Gulf Co-operation Council (GCC) citizens already have the same rights as Saudis when it comes to owning and trading shares on the Tadawul. Although the market is now due to be opened up to those from outside the region, plenty of restrictions will remain in place as to who can invest and how much money they can put in.

Under the draft proposals set out by the Capital Market Authority (CMA) in 2014, only qualified foreign investors (QFIs) will be allowed to invest. These QFIs must be institutions rather than individuals, and can be banks, brokerage firms, fund managers or insurance companies. They will have to have a minimum of SR18.75bn in assets under management, although this figure may be reduced to SR11.25bn. In addition, they will need to have a track record of investment of at least five years.

There are a series of other restrictions that will ensure that Saudi companies remain in local control. Each QFI will only be able to own a maximum of 5% of a company’s shares, and all QFIs combined will be restricted to a total of 20% of any company’s shares. Including swaps, foreign investors will have a combined maximum holding of 49%. Overall, no more than 10% of all the shares traded on the Tadawul can be held by foreigners, whether directly or through swaps.

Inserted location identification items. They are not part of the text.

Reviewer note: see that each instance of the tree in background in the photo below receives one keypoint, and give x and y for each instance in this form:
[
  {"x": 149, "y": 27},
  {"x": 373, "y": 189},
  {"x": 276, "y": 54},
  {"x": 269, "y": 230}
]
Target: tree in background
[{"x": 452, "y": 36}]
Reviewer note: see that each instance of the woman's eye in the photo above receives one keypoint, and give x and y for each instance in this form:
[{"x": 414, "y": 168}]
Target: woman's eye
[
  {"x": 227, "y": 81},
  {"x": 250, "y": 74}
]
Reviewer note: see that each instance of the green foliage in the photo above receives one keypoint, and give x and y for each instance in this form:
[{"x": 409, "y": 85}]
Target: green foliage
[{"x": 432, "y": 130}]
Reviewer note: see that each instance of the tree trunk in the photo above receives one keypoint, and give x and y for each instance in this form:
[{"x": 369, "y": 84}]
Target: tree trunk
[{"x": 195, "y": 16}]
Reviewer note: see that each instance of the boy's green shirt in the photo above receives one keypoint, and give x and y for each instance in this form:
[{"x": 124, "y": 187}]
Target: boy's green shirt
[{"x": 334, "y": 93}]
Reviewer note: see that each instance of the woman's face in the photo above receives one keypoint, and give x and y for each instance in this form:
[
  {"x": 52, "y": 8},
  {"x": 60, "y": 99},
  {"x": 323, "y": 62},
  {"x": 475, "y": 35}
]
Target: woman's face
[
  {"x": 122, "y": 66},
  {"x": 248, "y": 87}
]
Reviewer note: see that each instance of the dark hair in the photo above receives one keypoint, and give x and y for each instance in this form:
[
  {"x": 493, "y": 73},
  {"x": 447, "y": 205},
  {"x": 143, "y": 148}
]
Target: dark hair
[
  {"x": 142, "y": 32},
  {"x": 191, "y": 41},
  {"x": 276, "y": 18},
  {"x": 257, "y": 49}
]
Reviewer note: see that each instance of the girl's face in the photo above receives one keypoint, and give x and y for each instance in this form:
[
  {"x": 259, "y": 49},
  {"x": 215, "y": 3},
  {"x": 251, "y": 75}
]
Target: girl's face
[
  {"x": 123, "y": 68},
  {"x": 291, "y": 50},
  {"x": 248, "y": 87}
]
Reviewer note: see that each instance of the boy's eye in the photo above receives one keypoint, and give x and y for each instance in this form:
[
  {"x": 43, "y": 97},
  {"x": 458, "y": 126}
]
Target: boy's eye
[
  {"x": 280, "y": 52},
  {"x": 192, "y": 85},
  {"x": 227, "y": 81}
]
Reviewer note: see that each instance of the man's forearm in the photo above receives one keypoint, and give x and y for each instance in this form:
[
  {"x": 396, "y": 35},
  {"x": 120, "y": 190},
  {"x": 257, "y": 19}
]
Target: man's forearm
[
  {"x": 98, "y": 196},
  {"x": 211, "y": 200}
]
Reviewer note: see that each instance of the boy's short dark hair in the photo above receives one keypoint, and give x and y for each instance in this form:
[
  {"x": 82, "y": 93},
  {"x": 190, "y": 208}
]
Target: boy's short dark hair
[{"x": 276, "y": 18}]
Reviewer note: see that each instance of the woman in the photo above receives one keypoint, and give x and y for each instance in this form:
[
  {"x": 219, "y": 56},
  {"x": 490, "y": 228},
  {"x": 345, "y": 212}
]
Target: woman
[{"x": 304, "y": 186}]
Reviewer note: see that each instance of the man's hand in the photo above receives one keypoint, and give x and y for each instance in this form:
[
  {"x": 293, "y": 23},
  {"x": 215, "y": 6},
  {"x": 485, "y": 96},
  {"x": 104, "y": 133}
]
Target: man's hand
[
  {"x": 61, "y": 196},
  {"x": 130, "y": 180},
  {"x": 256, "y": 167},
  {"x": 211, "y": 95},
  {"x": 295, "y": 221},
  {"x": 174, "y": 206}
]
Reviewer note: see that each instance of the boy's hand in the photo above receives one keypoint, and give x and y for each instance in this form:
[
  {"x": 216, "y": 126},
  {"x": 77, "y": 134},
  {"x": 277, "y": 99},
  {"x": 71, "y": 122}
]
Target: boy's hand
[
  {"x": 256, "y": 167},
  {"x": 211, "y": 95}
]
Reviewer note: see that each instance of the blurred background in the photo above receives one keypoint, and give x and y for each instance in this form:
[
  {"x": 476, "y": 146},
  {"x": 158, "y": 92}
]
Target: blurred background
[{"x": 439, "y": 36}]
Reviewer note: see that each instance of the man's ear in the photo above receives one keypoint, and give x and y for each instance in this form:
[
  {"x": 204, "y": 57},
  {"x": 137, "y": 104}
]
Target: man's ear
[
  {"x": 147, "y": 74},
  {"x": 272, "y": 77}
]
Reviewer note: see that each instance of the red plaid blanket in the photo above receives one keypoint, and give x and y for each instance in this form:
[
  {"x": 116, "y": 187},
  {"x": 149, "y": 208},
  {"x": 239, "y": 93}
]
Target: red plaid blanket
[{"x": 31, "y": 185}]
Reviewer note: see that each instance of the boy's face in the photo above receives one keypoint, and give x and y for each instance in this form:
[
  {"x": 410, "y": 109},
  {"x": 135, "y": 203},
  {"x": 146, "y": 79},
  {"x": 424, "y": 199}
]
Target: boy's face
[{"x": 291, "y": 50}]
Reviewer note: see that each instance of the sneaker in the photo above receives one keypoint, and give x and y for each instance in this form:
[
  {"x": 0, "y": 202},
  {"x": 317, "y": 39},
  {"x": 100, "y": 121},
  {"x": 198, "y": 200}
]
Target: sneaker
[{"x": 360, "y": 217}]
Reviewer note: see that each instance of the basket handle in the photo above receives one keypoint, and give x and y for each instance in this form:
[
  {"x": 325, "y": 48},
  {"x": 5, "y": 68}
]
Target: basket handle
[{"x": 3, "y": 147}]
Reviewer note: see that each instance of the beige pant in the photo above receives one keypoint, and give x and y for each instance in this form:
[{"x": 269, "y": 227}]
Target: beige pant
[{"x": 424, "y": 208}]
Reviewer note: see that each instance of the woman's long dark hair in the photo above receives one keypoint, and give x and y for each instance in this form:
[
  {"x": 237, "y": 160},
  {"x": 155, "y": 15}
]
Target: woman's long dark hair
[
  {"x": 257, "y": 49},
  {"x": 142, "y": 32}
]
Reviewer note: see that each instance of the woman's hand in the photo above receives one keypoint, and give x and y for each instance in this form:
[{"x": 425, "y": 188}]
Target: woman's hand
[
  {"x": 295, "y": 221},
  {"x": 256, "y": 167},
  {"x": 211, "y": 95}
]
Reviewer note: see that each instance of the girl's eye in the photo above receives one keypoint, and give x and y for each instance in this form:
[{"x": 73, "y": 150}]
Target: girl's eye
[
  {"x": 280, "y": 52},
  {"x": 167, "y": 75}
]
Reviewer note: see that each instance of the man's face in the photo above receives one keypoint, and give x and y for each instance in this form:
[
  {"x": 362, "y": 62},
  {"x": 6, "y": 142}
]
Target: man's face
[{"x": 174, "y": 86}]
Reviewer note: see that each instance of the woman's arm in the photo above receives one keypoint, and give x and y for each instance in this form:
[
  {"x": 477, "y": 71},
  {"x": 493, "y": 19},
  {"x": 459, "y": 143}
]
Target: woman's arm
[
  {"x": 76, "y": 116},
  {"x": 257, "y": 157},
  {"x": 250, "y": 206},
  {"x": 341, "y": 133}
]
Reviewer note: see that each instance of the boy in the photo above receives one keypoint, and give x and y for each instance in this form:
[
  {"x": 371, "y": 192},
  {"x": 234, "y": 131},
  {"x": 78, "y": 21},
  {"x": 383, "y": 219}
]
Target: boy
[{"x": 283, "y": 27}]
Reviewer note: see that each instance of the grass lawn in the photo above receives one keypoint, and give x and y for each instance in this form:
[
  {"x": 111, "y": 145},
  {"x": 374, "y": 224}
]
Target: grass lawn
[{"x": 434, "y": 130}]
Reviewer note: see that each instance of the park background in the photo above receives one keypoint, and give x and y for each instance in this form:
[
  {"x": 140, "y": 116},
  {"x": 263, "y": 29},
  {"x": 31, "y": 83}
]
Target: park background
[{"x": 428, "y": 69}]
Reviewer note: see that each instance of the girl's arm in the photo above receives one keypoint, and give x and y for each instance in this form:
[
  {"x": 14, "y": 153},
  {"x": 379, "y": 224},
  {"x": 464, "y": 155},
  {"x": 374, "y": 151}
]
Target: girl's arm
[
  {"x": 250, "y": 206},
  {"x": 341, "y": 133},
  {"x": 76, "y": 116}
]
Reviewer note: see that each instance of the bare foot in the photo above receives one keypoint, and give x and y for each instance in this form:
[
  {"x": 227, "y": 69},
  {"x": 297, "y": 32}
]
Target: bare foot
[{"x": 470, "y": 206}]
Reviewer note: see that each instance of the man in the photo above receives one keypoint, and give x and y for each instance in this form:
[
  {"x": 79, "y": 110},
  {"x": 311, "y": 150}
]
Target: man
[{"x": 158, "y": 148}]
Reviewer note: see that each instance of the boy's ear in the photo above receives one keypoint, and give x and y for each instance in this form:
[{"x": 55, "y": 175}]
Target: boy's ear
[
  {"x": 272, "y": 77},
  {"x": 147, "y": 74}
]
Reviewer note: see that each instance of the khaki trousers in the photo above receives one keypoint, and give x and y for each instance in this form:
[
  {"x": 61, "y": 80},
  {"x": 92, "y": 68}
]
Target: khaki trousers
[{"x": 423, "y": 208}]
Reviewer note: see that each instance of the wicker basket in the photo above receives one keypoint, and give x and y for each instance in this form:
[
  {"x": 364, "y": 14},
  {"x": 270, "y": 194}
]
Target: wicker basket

Such rules are similar to those adopted by other emerging markets when opening up their stock exchanges. In 2003, for example, China brought in similar rules for what it called Qualified Foreign Institutional Investors. It set a minimum of $500m of assets under management and a three-year track record for investors, with a 10% limit on the amount any single investor could own of a company. India, meanwhile, requires a minimum of $2bn in assets under management, and has a shareholding limit of 5% of a company for each international investor.